Practically, the validated instrument provides a useful diagnostic tool for assessing and developing e-leadership capabilities. Organizations can leverage these insights to design targeted training programs that prioritize the most impactful competencies for remote leadership success.
6.2. Limitations and Future Research
Despite its contributions, this study also presents certain limitations, accompanied by suggestions for future research. Although the use of questionnaires is widely accepted in empirical and theoretical research (
Fachin, 2005;
Hair et al., 2005), some limitations are inherent to this method. Given that the questionnaire was administered online, it was not possible to control the conditions under which respondents completed it, which may affect the consistency and reliability of responses. Additionally, subjective interpretation of the questions could have introduced response variability. Furthermore, since this research was conducted within a defined time frame, it does not allow for longitudinal verification of changes that may have occurred after data collection and analysis.

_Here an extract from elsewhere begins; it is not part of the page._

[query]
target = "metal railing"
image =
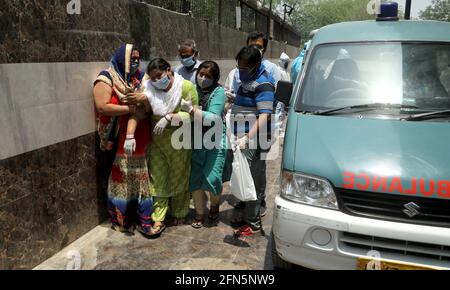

Another limitation concerns the composition of the sample, which consisted predominantly of e-leaders from large organizations (with more than 250 employees), particularly within the technology, communication, and services sectors. This concentration may limit the generalizability of findings to other organizational contexts. Given that e-leadership has been shown to influence organizational competitiveness and digital effectiveness (
Hüsing et al., 2013), future studies should apply the SEC model to micro, small, and medium-sized enterprises, as well as to other industries, to better understand how e-competencies manifest and evolve across diverse settings. The SEC framework and the questionnaire developed here can serve as diagnostic and evaluative tools for such future inquiries.
A second limitation lies in the relatively short period during which the survey was active, which, while sufficient for the study’s objectives, resulted in a limited number of responses. Future studies are encouraged to apply the same instrument over extended periods and through broader dissemination strategies, enabling larger and more representative samples. Expanding the sample size would allow for more robust analyses and enhance the validity and generalizability of findings, thereby contributing to the consolidation of e-leadership as a field of scientific study.
Finally, a third limitation pertains to the scope of the SEC model itself. In its original formulation, the model identifies six core competencies but does so in a relatively broad manner, focusing primarily on soft skills. Consequently, the questionnaire items reflect this emphasis, potentially overlooking more specific or technical aspects. Future research could expand upon the SEC model by incorporating additional dimensions or refining existing ones, particularly by integrating hard-skill components. For instance, within the e-tech dimension, future studies could assess proficiency in specific digital tools such as Excel, Power BI, project management software, or collaborative platforms, allowing for a more granular and market-aligned understanding of digital leadership capabilities.
Future research should explore the potential indirect effects by employing structural equation modelling (SEM) or mediation analysis to test whether E-Trust influences leadership effectiveness through its interaction with other competencies or contextual variables such as organizational culture. Additionally, qualitative studies could provide deeper insight into how trust is perceived and built in remote leadership contexts, particularly in cultures with high power distance or collectivist orientations, such as Portugal.